Santral sahibi Fin'li TVO'ya gelince; onlar da nükleer santral işletmesinde uzun bir deneyime sahipti ve son yıllarda birkaç modernizasyon projesi hayata geçirmişti. 1980 ve 1990'lı yıllar boyunca TVO; ileri tasarım yeni bir kaynar su modeli (BWR) geliştirilmesi amacıyla İsviçre'li santral tasarımcısı ABB Atom ile aktif bir işbirliği içine de girmişti. TVO aynı zamanda diğer santral tedarikçileri ile birlikte fizibilite çalışmaları gerçekleştirdi ve 1990'lı yılların başında yeni nükleer santral inşasına başlamak için Fin Parlamentosuna başvuruda bulundu. Bu başvuru, Parlamento tarafından siyasi nedenlerle reddedildi. TVO, Olkiluoto 3 ihalesi için, Avrupa'nın önde gelen nükleer santral işletmecilerinin beraber hazırladıkları "Yeni Nükleer Santrallar İçin Avrupa Gerekleri (EUR)" dokümanından büyük ölçüde faydalandı. Olkiluoto Şartnamesinin neredeyse %85'i EUR'da alınmıştır. Bütün bu tecrübeye rağmen, TVO personelinin büyük bir bölümü Olkiluoto 3 gibi dev bir inşaat projesinde iş-üstü deneyime sahip değildi. AREVA gibi TVO da nükleer santral inşası olmadan geçen yıllarda tecrübeli personelini kaybetmişti. Ana sözleşme imzalanmadan önce, her iki taraf ta, bu kadar büyük bir projede tecrübeli çalışanların ne kadar önemli olduğunu yeterince takdir edemedi. Ayrıca, TVO, AREVA'yı isminden ötürü gözünde fazla büyütmüş, AREVA'nın son yıllarda nükleer santral inşası olmadan geçen yıllarda emerki olan personel ve farklı iç dinamikler nedeniyle değiştiğini iyi anlayamamıştı.  Dolayısıyla sözleşme imzalanırken öngörülen hedef tarihler; bu yanlış öngörüye göre gerçekçilikten uzak bir şekilde belirlenmişti. 

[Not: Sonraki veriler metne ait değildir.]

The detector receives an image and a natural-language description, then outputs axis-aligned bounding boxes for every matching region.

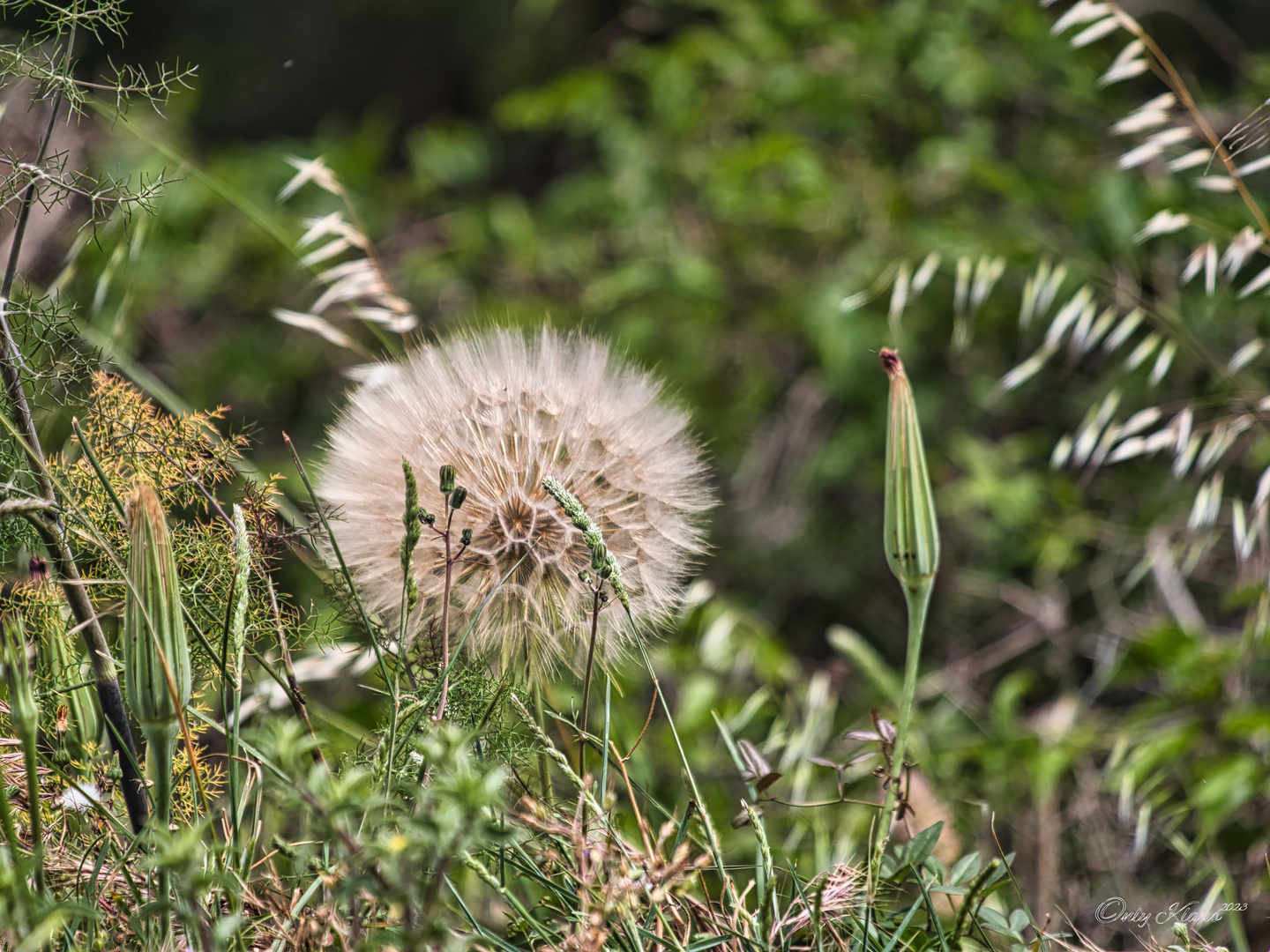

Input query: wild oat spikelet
[318,329,713,672]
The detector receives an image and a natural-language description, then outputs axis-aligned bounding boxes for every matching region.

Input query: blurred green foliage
[7,0,1270,946]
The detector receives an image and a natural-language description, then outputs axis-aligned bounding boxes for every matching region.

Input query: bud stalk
[871,348,940,883]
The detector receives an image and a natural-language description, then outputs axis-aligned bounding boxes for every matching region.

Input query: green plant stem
[578,586,607,782]
[21,724,44,892]
[872,579,935,881]
[432,515,455,721]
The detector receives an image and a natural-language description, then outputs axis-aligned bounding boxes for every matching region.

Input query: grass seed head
[123,484,190,736]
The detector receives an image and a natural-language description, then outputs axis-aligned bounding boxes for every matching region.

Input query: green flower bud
[4,614,40,744]
[881,348,940,592]
[123,484,190,829]
[401,457,423,612]
[123,485,190,729]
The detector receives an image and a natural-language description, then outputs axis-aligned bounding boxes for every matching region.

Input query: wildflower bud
[401,457,423,550]
[881,349,940,594]
[401,456,423,611]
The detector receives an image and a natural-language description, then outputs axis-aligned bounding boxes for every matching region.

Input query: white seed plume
[318,329,713,672]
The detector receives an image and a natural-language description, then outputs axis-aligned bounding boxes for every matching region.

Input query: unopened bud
[880,348,940,594]
[0,614,40,740]
[123,484,190,747]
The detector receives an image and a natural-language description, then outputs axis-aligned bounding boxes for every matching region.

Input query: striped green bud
[880,348,940,591]
[401,457,427,612]
[123,484,190,739]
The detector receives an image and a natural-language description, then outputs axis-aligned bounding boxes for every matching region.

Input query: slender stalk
[600,672,614,804]
[432,515,455,721]
[874,580,935,863]
[0,41,148,833]
[21,731,44,892]
[534,681,551,806]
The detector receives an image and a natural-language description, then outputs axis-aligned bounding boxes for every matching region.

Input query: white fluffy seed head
[318,329,713,673]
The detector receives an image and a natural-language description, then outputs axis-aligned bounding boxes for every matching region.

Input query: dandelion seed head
[318,329,713,672]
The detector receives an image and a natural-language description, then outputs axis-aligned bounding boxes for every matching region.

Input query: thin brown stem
[1115,5,1270,236]
[0,48,150,833]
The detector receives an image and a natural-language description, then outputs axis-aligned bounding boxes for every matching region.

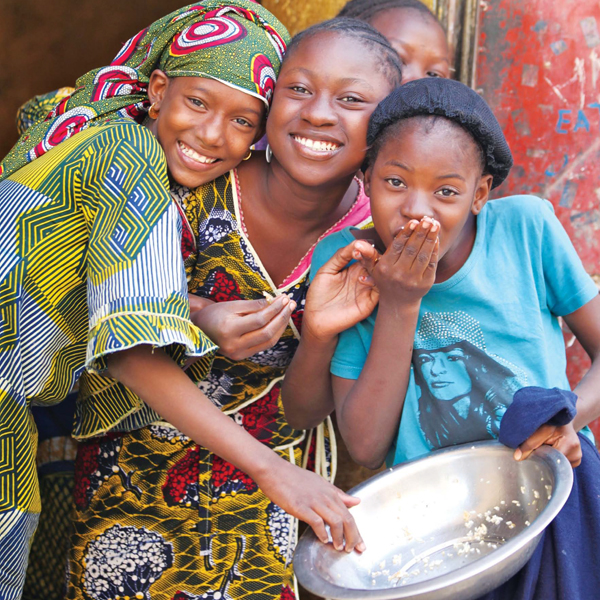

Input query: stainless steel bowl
[294,441,573,600]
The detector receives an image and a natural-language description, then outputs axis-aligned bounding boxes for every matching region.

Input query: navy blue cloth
[480,388,600,600]
[498,386,577,448]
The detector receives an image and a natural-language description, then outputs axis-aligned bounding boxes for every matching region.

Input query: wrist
[377,294,422,319]
[248,444,289,488]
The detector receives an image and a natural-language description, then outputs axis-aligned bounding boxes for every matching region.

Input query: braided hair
[338,0,439,23]
[284,17,400,87]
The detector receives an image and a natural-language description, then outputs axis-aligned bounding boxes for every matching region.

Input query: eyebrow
[384,160,414,173]
[436,173,466,181]
[288,67,373,89]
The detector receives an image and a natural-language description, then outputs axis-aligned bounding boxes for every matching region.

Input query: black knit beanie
[367,77,513,187]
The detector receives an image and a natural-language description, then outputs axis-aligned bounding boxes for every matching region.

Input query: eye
[340,96,363,104]
[233,117,254,127]
[386,177,406,188]
[290,85,309,94]
[437,188,458,198]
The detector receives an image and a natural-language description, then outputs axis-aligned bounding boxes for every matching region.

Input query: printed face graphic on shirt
[415,348,472,401]
[413,312,524,448]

Bugün işletme halinde bulunan santralların çoğu 1970'li yıllarda inşa edilmiştir. Bu yıllarda büyük santral tedarikçileri mevcuttu. Hatta bu tedarikçiler birçok şeyi alt yüklenecilere ihtiyaç duymadan kendi yapabilecekleri örgütsel yapılara ve insan kaynaklarına sahip bulunmaktaydı. Dışa bağımlılığı daha az olan büyük örgütsel yapılarda proje yönetimini gerçekleştirmek çok daha kolaydı. 1970'li yıllarda piyasada vasıflı imalat kapasitesine ve tecrübeli proje müdürlerine ulaşmak çok daha kolaydı. Ayrıca bu yıllardaki inşaatlar benzer ünitelerin peş peşe inşasını içerdiğinden, yeni tasarım ve tasarımların kalifikasyonlarının sağlanmasına yönelik ihtiyaçlar çok daha azdı.

ABD ve Avrupa'da nükleer santral inşası olmadan geçen yıllar çok şeyi değiştirmiş, eski deneyim ve tecrübeli alt şirketler kaybolup gitmiştir.  Deneyimli uzmanlar emekli olmuştur. Deneyimli şirketler ellerindeki bilgi, beceri ve tecrübeyi, emekli olan personel ile beraber kaybetmiştir. Ayrıca teknoloji büyük ölçüde değişmiş, analog sistemler yerini dijital sistemlere bırakmıştır. Günümüzde, tasarıma eklenen yeni teknoloji özellikleri ile ilgili çok az deneyim bulunmaktadır.   Dolayısıyla geçmişte kazanılan iyi bir ün, şirketin bügünki başarısını kesinlikle garanti etmemektedir. Daha da önemlisi aslında projelerin başarısı, projeye atanan  bireylerin yetkinlik ve tecrübeleri ile yakından alakalı bulunmaktadır.

Türbin Adası inşaatı Siemens sorumluluğunda inşa edilmiştir ve çok daha iyi ilerlemiştir. Başından itibaren Siemens ve taşeron şirketler ve deneyimli bir inşaat şirketi arasında yakın işbirliği gerçekleşmiştir. Bu da tasarım ve inşaat işleri arasında çok iyi bir entegrasyonun gerçekleşmesi ile sonuçlanmıştır. Buna rağmen, türbin adası asıl plandan yaklaşık bir yıl gecikme ile tamamlanmıştır. Türbin adası bugün itibariyle hazır bir şekilde,  santralın diğer kısımlerının tamamlanmasını beklemektedir. Bu tamamlanmış kısımların korunması için de fazladan çaba ve maliyete ihtiyaç duyulmaktadır.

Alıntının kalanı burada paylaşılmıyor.